Stedendriehoek

Onderzoek van een middeleeuwse handelsroute op het Oud-Reemsterzand

Archeologische opgraving van een oud karrenspoor op het Oud-Reemsterzand in april 2014. De man achter de tekentafel staat middenin het diep in de heide liggende spoor. Links en rechts daarvan golft het terrein omhoog, omdat zand uit de oude sporen zijn opgestoven ten weerszijden van de weg.

In het Nationale Park De Hoge Veluwe komen honderden historische wegen voor. Dat zijn niet alleen de zandwegen zoals we die tegenwoordig nog vaak in het landschap aantreffen, maar ook allerlei oudere karresporen die verborgen liggen in de heide of het bos en die alleen door gedetailleerd veldwerk kunnen worden opgespoord. Onder anderen Gerrit Breman heeft zich hiermee in het Park uitgebreid bezig gehouden.
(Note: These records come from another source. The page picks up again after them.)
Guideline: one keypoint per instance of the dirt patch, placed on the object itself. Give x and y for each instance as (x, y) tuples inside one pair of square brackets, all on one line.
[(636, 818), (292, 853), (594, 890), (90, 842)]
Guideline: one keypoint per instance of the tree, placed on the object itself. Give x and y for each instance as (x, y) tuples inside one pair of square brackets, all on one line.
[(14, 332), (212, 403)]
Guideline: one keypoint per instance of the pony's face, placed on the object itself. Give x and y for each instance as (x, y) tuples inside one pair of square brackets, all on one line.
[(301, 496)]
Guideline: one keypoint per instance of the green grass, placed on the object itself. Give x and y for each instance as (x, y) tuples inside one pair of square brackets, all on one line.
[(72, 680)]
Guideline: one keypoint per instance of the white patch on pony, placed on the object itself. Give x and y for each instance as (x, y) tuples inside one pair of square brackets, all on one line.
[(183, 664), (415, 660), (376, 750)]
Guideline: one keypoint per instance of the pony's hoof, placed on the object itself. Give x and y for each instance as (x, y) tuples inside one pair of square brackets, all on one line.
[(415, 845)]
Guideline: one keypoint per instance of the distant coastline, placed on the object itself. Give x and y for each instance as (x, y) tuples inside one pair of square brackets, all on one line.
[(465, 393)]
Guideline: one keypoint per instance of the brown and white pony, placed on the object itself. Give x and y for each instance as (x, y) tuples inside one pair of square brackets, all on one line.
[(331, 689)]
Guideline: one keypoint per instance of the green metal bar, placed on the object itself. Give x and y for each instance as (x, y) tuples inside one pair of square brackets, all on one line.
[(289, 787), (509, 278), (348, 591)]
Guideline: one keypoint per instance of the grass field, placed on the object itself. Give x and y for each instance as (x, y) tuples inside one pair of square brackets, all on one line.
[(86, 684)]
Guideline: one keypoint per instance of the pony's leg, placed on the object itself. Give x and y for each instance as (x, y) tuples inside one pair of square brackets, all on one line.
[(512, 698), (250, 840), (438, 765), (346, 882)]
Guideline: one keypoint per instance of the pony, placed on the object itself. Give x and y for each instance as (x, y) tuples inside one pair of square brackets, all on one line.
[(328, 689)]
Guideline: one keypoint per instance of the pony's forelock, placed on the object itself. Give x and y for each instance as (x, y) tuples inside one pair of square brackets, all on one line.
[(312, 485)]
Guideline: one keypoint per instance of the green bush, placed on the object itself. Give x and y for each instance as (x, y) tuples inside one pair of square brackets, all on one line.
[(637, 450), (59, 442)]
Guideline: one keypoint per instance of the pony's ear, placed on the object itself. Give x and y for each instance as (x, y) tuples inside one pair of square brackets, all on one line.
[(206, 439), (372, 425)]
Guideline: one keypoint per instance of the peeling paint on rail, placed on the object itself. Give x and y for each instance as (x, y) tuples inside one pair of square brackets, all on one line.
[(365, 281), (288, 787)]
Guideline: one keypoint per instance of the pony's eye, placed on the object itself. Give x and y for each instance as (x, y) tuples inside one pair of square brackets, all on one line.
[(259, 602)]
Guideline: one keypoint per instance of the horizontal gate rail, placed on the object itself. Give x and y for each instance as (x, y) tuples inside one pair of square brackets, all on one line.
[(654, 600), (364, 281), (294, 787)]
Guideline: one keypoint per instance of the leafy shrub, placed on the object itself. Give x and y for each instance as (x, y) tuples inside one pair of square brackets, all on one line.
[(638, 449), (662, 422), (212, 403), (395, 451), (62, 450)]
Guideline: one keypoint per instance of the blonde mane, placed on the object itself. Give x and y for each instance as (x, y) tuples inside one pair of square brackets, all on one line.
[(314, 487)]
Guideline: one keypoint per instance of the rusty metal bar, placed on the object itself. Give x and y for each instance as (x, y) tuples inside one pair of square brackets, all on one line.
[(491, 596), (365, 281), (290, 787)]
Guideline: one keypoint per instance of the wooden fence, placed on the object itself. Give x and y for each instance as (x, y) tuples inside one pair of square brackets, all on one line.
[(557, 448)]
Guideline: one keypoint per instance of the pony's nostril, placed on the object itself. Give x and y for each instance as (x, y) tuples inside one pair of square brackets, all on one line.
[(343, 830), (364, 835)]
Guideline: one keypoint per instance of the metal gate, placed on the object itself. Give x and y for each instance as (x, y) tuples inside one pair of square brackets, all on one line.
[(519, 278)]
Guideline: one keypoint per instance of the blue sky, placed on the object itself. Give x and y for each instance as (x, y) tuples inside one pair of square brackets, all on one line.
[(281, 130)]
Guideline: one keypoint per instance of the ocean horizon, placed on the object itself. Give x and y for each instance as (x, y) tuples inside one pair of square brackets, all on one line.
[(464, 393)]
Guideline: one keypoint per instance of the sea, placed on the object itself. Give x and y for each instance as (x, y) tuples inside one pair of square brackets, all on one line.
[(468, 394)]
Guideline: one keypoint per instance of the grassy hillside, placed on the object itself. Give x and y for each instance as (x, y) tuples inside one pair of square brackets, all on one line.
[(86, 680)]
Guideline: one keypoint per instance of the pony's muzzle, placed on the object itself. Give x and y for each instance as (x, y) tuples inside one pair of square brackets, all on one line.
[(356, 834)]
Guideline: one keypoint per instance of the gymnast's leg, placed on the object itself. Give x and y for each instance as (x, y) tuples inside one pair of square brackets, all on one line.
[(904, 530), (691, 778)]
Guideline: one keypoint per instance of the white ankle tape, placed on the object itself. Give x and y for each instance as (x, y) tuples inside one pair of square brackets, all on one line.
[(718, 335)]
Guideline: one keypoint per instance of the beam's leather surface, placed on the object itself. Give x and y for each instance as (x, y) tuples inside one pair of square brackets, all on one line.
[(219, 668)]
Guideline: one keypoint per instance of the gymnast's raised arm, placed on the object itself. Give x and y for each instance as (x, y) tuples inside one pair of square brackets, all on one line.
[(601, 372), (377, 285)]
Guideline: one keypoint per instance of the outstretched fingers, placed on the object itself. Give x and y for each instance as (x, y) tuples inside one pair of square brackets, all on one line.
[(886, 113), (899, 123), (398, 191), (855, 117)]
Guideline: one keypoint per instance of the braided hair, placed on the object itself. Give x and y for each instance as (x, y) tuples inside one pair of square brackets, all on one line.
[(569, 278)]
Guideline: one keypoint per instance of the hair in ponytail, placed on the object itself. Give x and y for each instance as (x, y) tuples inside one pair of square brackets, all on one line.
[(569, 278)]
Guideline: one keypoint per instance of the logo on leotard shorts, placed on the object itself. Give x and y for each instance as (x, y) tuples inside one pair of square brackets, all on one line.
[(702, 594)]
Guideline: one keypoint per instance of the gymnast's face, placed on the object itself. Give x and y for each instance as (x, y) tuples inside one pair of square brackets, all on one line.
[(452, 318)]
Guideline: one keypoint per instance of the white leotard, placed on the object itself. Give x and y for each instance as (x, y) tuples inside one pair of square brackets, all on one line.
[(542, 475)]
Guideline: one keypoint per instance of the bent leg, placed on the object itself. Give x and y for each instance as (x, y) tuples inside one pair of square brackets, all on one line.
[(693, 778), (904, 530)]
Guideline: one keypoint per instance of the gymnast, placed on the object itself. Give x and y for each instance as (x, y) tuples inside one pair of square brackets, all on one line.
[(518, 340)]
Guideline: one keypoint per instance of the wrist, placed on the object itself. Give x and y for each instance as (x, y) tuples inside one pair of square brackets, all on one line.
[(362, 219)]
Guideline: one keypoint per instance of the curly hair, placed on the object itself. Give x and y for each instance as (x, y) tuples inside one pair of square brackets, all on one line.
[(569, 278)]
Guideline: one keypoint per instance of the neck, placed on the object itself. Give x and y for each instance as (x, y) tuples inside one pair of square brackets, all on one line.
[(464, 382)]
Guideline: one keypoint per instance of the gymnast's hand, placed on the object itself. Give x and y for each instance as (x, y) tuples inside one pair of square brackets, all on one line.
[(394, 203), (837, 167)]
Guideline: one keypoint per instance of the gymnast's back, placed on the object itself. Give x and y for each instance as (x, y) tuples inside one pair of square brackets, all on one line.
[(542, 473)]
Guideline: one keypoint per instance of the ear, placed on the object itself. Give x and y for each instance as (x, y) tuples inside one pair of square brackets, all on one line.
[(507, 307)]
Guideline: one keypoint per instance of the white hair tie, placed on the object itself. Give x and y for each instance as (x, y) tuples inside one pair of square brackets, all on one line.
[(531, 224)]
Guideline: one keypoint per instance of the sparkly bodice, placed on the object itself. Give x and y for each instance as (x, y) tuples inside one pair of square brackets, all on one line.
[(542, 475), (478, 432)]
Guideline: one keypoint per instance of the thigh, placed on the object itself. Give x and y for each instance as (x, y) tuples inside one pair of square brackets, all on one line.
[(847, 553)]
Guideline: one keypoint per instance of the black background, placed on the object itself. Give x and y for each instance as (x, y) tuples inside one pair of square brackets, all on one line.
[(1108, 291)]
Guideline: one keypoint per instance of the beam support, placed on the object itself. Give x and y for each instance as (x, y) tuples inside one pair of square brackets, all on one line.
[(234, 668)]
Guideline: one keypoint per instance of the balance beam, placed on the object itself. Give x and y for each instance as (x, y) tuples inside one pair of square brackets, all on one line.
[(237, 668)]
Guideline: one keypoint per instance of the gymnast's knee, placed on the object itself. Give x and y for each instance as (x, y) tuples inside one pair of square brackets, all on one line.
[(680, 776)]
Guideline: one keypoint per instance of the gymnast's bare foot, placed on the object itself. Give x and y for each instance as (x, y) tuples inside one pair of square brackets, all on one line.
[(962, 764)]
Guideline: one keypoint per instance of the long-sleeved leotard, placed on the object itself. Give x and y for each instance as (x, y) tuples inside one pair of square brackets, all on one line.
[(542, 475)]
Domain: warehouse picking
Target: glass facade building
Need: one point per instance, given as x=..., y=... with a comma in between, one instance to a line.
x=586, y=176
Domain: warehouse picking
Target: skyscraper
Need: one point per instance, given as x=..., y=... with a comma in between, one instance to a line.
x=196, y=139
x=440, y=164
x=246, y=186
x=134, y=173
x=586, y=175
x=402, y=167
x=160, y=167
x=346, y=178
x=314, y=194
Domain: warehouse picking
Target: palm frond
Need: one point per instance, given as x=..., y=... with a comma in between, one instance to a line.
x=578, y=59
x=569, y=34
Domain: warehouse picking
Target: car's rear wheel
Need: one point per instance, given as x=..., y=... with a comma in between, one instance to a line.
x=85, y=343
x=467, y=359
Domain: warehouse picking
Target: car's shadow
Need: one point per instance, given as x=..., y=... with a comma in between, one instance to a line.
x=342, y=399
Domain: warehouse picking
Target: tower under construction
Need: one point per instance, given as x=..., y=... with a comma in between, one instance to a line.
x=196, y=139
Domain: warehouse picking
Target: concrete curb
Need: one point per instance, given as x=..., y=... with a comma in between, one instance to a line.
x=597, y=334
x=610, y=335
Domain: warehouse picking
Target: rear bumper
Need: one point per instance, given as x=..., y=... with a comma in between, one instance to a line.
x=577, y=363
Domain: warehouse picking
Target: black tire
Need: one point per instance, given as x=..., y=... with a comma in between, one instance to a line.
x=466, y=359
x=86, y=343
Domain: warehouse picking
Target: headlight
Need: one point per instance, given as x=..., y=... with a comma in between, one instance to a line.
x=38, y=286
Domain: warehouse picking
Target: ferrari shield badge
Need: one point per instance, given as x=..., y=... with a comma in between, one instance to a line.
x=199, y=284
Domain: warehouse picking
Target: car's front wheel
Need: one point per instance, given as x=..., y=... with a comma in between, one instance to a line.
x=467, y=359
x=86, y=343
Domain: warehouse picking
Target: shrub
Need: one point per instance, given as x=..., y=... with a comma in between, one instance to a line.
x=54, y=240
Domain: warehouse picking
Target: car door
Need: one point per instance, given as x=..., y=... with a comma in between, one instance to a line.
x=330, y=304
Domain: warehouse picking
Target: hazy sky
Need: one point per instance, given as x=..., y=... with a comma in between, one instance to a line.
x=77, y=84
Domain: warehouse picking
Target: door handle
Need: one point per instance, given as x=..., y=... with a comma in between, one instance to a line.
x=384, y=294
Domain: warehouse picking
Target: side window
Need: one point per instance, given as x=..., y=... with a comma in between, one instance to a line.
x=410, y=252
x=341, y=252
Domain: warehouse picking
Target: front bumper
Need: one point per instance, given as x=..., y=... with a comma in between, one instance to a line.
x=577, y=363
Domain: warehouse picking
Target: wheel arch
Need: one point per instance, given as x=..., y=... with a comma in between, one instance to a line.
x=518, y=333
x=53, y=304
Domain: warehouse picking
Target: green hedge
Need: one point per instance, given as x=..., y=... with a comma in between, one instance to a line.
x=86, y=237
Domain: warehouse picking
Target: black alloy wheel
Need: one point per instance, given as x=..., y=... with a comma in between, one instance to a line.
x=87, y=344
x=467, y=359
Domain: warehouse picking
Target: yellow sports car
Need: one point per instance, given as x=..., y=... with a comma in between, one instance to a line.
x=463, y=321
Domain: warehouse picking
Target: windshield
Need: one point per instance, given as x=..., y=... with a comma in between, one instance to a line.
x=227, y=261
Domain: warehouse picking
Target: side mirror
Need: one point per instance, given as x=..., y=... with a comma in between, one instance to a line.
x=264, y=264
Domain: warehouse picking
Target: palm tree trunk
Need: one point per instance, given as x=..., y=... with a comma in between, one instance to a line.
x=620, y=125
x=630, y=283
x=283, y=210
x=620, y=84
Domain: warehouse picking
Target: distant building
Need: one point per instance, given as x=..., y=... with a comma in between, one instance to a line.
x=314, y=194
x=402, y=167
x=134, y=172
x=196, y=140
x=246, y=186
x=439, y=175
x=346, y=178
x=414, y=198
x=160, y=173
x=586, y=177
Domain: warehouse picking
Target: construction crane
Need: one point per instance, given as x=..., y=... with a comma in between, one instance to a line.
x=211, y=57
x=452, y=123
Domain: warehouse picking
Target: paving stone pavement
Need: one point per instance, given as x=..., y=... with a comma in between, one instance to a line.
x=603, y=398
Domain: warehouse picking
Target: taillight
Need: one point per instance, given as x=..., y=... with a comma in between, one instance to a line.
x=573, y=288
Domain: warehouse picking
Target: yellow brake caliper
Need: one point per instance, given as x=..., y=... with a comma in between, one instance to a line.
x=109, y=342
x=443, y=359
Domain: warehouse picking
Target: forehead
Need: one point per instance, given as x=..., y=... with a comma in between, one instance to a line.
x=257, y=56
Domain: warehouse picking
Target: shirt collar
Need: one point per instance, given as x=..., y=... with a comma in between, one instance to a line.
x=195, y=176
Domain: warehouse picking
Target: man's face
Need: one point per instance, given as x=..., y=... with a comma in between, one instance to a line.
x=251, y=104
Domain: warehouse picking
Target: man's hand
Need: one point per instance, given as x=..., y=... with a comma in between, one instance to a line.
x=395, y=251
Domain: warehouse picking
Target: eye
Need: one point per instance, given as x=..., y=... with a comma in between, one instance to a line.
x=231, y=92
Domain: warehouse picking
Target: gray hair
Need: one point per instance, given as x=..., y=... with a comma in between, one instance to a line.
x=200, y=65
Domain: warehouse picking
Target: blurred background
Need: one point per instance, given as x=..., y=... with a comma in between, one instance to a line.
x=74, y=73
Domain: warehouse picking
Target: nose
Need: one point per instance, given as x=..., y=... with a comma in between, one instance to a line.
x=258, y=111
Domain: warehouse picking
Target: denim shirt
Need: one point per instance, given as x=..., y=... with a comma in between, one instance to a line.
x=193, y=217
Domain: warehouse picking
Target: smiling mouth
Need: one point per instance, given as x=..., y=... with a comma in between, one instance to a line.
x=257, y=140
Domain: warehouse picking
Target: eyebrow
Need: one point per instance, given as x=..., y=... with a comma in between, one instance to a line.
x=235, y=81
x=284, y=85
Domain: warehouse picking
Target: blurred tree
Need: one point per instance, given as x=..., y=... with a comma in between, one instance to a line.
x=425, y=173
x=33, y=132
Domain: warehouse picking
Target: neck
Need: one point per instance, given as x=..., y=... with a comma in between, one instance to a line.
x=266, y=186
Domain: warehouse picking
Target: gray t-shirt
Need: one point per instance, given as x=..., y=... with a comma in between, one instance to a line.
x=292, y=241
Een andere manier om deze oude karrensporen te ontdekken, is via lasermetingen vanuit vliegtuigen. Die geven verrassend gedetailleerde gegevens. Zo blijkt over het Oud-Reemsterzand een brede bundel van historische karrensporen te lopen die vooral op de noordelijke afhelling van de stuwwal van Oud-Reemst heel mooi te zien zijn (ook in de hoge heidevegetatie aldaar in het veld). Bij nader onderzoek blijken deze te behoren tot de oude doorgaande handelsroute die vroeger vanaf de Gelderse hoofdstad Arnhem naar de belangrijkste Gelderse haven Harderwijk heeft gelopen. Deze route is waarschijnlijk in de dertiende eeuw ontstaan, toen beide steden in het toenmalige Hertogdom Gelre sterk groeiden.

In april 2014 hebben promovendus Willem Vletter en hoogleraar Theo Spek (tevens lid van de Raad van Toezicht van het NPHV) van de Rijksuniversiteit Groningen een archeologische opgraving uitgevoerd van enkele van deze karrensporen op het Oud-Reemsterzand. In de opgravingsputten konden de karrensporen heel goed worden waargenomen in de vorm van V-vormige insnijdingen in de ondergrond. Interessant was daarbij dat de afstand tussen beide wielen 1,28 meter was, precies de spoorbreedte van het vroeger verplichte ‘Hollands spoor’. In de karrensporen werden op twee plekken middeleeuwse kogelpotscherven gevonden, een sterke aanwijzing dat het om een middeleeuwse route gaat.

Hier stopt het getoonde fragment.